Tras un inicio de año marcado por fuertes subas, el mercado ganadero argentino ha ingresado en una fase de corrección y búsqueda de estabilidad. Los datos del último informe de ROSGAN reflejan un escenario de contrastes: mientras los indicadores de exportación muestran un dinamismo récord, la plaza doméstica comienza a exhibir límites claros para convalidar nuevos aumentos.
Hacienda gorda: el techo del consumo interno
A contramano de la tendencia histórica, donde marzo y abril suelen concentrar las mayores subas por una demanda más fluida, este año el ajuste se anticipó a febrero. Según la analista María Julia Aiassa, la magnitud de aquel incremento resultó difícil de digerir para el mostrador, lo que forzó una corrección técnica en los últimos 60 días.
En el mercado ganadero, los precios han comenzado a desinflarse desde los máximos de febrero: los novillos retrocedieron un 9%, mientras que novillitos y vaquillonas cayeron un 6%. Con una inflación mayorista que en el primer trimestre fue del 6,2%, frente a una suba nominal del gordo del 11%, el margen para nuevos saltos de precio parece agotado en el corto plazo, condicionado por un nivel de consumo que no logra absorber mayores traslados.

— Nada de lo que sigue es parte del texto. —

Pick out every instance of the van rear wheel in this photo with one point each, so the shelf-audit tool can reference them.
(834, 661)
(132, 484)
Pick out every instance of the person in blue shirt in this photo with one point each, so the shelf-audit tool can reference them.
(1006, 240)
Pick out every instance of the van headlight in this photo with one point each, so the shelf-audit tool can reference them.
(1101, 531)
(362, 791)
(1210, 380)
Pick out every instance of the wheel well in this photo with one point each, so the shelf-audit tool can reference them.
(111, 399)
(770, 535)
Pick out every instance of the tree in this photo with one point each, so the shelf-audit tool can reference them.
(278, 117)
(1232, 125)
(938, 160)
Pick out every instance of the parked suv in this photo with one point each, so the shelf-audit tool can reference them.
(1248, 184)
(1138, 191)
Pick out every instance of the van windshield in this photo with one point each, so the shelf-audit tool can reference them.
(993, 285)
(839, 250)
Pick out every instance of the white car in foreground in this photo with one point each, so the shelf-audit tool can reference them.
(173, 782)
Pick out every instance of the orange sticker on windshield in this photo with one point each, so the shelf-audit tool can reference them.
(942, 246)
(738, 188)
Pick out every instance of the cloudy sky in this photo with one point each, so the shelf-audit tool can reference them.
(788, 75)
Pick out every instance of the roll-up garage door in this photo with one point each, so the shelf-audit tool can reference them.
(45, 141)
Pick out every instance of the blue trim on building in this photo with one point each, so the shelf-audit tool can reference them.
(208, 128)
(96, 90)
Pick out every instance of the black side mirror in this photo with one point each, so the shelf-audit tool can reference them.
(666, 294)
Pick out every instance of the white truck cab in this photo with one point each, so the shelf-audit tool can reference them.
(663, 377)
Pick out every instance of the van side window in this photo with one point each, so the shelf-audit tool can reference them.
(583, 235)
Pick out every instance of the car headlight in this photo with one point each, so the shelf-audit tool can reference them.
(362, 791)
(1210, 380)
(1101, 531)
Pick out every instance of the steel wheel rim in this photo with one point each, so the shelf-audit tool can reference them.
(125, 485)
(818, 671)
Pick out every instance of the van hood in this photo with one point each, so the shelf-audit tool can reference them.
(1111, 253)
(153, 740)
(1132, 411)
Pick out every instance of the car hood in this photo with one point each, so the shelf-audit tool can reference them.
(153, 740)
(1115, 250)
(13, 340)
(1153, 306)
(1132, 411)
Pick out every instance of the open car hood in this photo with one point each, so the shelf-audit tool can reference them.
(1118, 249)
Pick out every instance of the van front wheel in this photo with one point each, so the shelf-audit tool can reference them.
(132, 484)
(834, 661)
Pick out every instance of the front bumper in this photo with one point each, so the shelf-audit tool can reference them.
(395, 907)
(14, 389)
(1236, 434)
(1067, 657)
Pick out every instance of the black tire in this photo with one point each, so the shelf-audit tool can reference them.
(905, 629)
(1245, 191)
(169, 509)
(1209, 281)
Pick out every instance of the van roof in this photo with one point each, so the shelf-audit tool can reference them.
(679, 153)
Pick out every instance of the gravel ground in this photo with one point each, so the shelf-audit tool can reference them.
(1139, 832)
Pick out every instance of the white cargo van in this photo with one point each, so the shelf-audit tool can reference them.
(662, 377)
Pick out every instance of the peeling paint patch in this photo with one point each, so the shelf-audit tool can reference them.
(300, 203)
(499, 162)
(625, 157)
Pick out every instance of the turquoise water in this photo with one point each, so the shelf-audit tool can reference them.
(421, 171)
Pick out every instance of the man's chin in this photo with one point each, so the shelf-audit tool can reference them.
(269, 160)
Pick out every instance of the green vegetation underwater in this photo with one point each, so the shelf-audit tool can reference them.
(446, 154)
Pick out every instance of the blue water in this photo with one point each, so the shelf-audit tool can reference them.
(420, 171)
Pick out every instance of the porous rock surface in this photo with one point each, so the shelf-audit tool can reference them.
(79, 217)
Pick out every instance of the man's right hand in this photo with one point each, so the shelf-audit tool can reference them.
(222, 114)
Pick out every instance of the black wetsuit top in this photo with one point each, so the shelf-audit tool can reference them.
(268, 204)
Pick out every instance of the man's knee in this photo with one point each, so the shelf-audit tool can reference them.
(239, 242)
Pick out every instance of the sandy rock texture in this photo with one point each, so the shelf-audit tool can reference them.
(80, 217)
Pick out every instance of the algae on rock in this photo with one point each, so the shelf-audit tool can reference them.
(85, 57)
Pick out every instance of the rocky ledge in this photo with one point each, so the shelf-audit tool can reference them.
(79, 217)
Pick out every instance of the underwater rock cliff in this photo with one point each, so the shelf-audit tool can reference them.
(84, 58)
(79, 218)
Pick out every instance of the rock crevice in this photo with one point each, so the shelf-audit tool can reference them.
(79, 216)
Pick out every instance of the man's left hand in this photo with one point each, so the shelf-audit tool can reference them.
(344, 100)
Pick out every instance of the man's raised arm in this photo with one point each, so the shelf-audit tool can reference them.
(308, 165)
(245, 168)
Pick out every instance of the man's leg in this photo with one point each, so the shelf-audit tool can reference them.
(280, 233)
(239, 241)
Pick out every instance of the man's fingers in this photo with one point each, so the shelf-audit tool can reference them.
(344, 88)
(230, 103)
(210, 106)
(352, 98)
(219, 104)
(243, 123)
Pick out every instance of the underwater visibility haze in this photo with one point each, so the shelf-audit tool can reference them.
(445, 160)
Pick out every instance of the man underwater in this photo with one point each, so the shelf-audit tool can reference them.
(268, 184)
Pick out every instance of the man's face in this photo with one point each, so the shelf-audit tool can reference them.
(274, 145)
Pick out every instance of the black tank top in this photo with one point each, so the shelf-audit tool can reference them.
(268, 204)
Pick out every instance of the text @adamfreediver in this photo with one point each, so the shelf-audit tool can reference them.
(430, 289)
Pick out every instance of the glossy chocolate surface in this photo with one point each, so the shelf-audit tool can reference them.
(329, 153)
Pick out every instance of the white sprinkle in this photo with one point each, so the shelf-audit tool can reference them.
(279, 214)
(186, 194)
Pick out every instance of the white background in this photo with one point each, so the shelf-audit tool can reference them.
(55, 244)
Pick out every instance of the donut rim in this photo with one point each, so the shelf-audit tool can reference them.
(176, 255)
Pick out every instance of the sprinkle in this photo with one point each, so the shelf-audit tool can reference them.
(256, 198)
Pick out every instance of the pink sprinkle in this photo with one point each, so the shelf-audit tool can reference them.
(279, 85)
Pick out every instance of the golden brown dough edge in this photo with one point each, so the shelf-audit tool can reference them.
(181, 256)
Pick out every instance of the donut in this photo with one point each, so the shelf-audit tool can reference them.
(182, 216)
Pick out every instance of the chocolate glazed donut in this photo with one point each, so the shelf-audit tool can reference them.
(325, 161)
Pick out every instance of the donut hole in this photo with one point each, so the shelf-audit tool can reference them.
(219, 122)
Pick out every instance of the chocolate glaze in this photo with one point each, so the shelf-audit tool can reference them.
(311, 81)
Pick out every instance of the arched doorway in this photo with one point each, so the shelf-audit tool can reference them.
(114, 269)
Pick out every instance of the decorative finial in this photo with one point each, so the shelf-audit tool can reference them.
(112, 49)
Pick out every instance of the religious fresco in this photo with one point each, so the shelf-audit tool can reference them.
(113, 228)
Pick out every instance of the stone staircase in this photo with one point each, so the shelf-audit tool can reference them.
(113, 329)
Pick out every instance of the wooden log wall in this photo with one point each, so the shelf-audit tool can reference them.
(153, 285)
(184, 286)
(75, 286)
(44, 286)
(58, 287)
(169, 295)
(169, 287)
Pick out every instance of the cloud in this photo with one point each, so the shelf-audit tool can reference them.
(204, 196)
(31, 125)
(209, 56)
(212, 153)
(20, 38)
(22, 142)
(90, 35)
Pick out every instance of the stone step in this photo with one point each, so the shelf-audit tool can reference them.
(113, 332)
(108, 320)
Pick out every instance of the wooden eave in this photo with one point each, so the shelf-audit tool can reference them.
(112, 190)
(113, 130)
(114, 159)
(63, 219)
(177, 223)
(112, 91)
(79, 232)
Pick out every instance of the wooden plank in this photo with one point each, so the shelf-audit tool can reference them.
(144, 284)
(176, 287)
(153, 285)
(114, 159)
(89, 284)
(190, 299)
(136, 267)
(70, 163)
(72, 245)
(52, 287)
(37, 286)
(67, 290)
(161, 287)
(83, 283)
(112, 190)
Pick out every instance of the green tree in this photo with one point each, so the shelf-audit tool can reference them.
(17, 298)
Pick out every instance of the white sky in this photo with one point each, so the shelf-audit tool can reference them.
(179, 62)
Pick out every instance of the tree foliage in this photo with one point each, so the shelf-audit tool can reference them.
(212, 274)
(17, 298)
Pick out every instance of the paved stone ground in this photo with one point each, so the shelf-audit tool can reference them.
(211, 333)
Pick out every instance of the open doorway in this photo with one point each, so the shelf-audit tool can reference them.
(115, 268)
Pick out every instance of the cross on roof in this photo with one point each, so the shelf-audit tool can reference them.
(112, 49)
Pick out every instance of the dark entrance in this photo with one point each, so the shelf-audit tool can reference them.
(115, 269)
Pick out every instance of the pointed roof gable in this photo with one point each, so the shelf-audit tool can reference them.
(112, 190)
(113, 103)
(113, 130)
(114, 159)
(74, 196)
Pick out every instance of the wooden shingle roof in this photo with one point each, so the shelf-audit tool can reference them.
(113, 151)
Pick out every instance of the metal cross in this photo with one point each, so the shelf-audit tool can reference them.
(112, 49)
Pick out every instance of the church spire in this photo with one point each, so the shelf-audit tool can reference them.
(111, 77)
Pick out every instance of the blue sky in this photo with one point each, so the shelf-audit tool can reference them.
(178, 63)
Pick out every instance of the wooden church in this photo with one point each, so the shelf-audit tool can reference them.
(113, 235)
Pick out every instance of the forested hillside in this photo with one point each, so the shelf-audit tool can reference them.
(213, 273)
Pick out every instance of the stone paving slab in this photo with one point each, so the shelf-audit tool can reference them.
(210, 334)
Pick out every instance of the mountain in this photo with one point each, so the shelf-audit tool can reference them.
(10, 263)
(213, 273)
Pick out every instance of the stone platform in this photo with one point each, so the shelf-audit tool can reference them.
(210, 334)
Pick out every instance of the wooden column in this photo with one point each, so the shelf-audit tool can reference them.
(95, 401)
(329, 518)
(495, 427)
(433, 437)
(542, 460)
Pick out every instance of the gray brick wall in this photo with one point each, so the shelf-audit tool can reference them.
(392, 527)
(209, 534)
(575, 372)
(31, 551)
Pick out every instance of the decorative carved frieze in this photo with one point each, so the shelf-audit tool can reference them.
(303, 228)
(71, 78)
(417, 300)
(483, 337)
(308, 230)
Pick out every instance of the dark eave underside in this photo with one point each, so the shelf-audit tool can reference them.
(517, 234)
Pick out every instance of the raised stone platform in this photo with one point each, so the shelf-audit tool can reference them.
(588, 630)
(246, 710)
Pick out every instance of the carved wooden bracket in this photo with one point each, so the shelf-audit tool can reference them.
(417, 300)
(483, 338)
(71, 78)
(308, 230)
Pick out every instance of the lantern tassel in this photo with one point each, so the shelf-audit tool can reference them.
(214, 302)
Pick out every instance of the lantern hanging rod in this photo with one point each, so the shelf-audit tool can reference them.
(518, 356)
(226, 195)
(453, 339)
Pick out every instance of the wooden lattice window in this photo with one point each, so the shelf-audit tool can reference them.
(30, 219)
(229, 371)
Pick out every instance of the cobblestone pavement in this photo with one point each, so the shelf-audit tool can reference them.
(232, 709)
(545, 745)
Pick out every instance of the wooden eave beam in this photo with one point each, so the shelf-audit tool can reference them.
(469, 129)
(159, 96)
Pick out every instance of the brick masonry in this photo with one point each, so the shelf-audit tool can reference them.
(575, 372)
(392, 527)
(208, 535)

El desafío de la competitividad exportadora
Si bien el volumen exportado en marzo fue contundente, 61.644 toneladas, con un aumento interanual del 38%, la ecuación del exportador se ha vuelto más compleja. El Índice Novillo Mercosur superó por primera vez en la historia la barrera de los USD 5,00 por kilo, con Argentina liderando la región con una referencia de USD 6,34.
Sin embargo, según el informe, esta aparente fortaleza esconde un deterioro en la rentabilidad del sector. El aumento del costo de la hacienda pesada (9% en el caso del novillo durante el trimestre) convivió con un tipo de cambio oficial que se apreció más del 5% en términos reales, limitando la capacidad industrial para sostener o convalidar valores más altos por el ganado en pie.
Invernada: la apuesta por la retención y la capitalización en los campos
En los campos de cría, la estrategia del productor ha virado claramente hacia la capitalización de sus rodeos, priorizando la permanencia de la hacienda en el campo por sobre la venta inmediata. Aunque el Índice Ternero ROSGAN registró en abril su primera caída tras tres meses de alzas consecutivas, con un retroceso del 5,86% que situó la referencia en $6.410, los valores en términos reales siguen siendo excepcionales: se mantienen un 76% por encima del promedio histórico registrado desde 2010.
Esta menor urgencia de venta se explica por la solidez financiera que atraviesa el criador gracias a una mayor eficiencia de sus ingresos. "Con los valores vigentes, el productor obtiene hoy un 42% más de facturación por cada jaula vendida en comparación con el año pasado, lo que le permite cubrir sus costos operativos vendiendo un 30% menos de hacienda", destaca el informe.
El dato más elocuente de este proceso es la marcada retención de hembras. La participación de las vaquillonas en la oferta total de las subastas se desplomó del 37% al 26% en un año, llegando incluso a registrarse remates con oferta nula en la categoría de vaquillonas de invernada. Esta ausencia de hembras en el mercado es la señal más clara de que el productor ha decidido apostar a la reposición propia de vientres.
Perspectivas
El escenario actual combina una oferta de invernada reducida, con una baja interanual de 400 mil terneros en el primer trimestre, y un mercado de consumo interno que ha puesto un freno a la escalada de precios. En este contexto, para Aiassa, la ganadería local parece haber encontrado un plateau de valores, donde la retención de hacienda y la cautela de los compradores definen el nuevo ritmo de los negocios.